The “Farm” campaign also issued two music compact discs (“CDs”) featuring RJR-supported Indie Rock bands. These CDs were distributed by RJR to select individuals on RJR’s mailing lists living in those states in which RJR was promoting live Indie Rock events. The CD packaging includes the same farm-themed images found in RJR’s print advertisement and website. Further, the packaging contains the Camel name, thus posing Section III(f) ban on Brand Name Merchandise concerns, in addition to the apparent violation of the Section III(b) ban on Cartoons.

Faced with such a serious violation of the prohibition against using cartoons in cigarette advertising, Connecticut, California, Illinois, Maryland, Maine, New York, Ohio, Pennsylvania and Washington, coordinated through the National Association of Attorneys General (NAAG), filed actions against RJR in December 2007. The cases are in various stages of litigation, and continue to be coordinated through NAAG.

While some may argue that these individual promotions are minor and harmless infractions, at best, these incidents raise more concerns as a group than they do individually because they appear to reflect a systematic targeting of youth through numerous campaigns, each catered to a distinct demographic group or aspect of youth culture, and a marketing philosophy that results in an unacceptably high level of exposure of youth to RJR’s product advertising.

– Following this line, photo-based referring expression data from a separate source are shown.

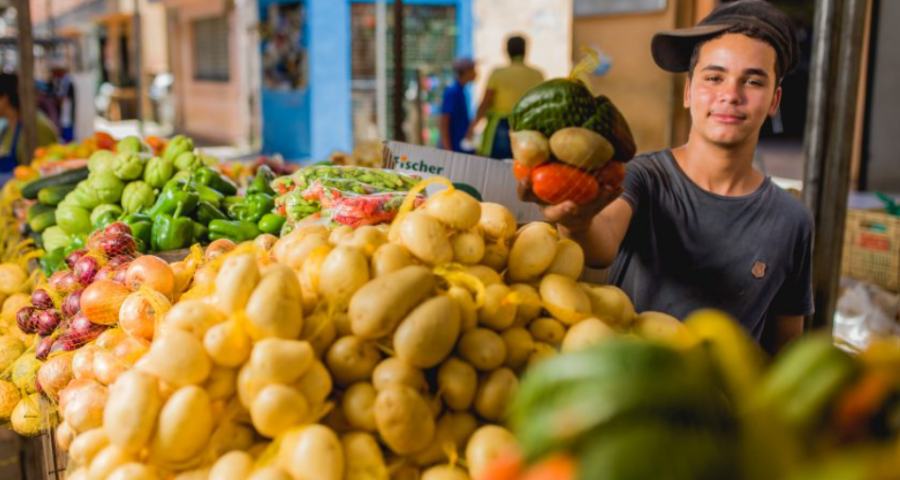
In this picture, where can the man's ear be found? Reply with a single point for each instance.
(776, 102)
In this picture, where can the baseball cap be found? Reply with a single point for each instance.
(672, 50)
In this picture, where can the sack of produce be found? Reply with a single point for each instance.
(568, 143)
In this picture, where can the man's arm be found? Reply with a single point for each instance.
(445, 131)
(780, 330)
(486, 103)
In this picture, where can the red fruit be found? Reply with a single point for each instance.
(85, 270)
(47, 321)
(41, 300)
(117, 228)
(556, 183)
(74, 257)
(26, 319)
(72, 303)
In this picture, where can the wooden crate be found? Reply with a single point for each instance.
(872, 248)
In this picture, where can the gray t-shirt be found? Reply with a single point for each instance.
(687, 248)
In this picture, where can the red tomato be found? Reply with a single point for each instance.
(612, 174)
(555, 183)
(520, 170)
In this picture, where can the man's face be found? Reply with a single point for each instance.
(733, 89)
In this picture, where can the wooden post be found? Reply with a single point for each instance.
(399, 81)
(27, 90)
(828, 147)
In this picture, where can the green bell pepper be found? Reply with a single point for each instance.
(215, 180)
(158, 171)
(137, 196)
(128, 166)
(178, 145)
(252, 208)
(234, 230)
(105, 214)
(262, 183)
(172, 231)
(201, 233)
(271, 223)
(177, 194)
(206, 212)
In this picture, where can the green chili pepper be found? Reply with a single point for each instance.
(271, 223)
(235, 230)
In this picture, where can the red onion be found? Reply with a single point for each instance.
(74, 257)
(72, 303)
(41, 300)
(117, 228)
(118, 245)
(43, 348)
(47, 321)
(26, 319)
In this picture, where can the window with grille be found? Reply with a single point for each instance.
(211, 51)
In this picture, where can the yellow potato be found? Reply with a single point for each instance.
(426, 238)
(390, 257)
(466, 304)
(277, 408)
(486, 445)
(499, 311)
(131, 410)
(235, 282)
(610, 304)
(364, 458)
(457, 382)
(454, 208)
(586, 333)
(569, 259)
(377, 307)
(547, 330)
(281, 361)
(468, 248)
(427, 335)
(227, 344)
(184, 426)
(273, 309)
(519, 346)
(396, 371)
(404, 419)
(483, 349)
(352, 359)
(496, 255)
(313, 452)
(358, 405)
(497, 221)
(532, 253)
(495, 394)
(344, 272)
(564, 299)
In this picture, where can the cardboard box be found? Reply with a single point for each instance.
(493, 179)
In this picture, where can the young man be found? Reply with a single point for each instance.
(454, 121)
(12, 151)
(697, 226)
(504, 89)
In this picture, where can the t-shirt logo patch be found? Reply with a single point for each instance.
(758, 270)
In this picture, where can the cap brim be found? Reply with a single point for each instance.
(672, 50)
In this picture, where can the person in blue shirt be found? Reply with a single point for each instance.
(455, 108)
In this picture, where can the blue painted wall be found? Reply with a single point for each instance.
(309, 124)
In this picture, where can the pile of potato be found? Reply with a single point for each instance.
(375, 353)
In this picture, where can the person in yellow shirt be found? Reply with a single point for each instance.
(12, 148)
(505, 87)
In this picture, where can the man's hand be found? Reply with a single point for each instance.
(571, 216)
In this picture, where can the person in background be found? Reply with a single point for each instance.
(455, 107)
(12, 151)
(505, 87)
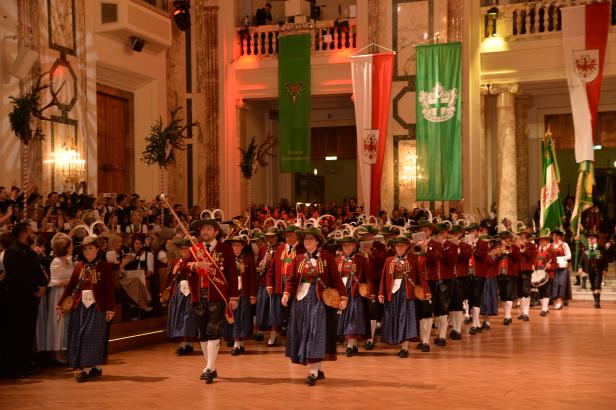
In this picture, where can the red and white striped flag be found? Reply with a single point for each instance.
(585, 31)
(372, 77)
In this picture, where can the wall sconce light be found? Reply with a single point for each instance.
(490, 22)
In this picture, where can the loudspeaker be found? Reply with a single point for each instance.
(22, 65)
(137, 44)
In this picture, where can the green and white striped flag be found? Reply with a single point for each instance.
(583, 193)
(551, 214)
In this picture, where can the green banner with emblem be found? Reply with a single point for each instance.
(439, 122)
(294, 103)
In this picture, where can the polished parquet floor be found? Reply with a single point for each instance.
(565, 360)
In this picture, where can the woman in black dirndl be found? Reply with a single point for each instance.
(181, 322)
(489, 306)
(353, 269)
(264, 259)
(241, 329)
(396, 292)
(311, 336)
(92, 288)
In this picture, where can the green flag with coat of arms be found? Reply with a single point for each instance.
(439, 122)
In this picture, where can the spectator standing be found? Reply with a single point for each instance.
(25, 285)
(264, 15)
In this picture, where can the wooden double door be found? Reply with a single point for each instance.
(114, 129)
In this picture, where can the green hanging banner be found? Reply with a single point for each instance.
(439, 122)
(294, 103)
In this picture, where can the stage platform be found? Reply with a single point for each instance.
(565, 360)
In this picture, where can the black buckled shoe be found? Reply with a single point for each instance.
(455, 335)
(82, 377)
(311, 380)
(209, 376)
(94, 372)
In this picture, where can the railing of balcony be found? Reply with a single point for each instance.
(327, 35)
(533, 17)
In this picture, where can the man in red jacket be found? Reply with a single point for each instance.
(280, 269)
(528, 256)
(508, 272)
(216, 294)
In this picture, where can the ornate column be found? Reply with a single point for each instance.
(506, 161)
(29, 23)
(176, 179)
(484, 157)
(454, 20)
(522, 103)
(206, 102)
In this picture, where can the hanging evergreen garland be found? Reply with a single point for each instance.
(164, 140)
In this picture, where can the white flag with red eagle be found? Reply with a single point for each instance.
(585, 31)
(372, 78)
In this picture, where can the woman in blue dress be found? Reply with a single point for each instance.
(311, 337)
(181, 323)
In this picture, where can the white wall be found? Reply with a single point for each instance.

Attorneys General have long recognized that youth access to tobacco products ranks among the nation’s most serious public health problems. More than 400,000 Americans die each year from diseases caused by tobacco use and studies show that more than 80 percent of adult smokers begin smoking before the age of 18. Research also indicates that every day in the United States, more than 2,000 people under the age of 18 start smoking – and that one-third of those persons ultimately will die from a tobacco-related disease. In addition, studies show that the earlier in life a person begins smoking, the more difficult it is for him or her to quit later in life.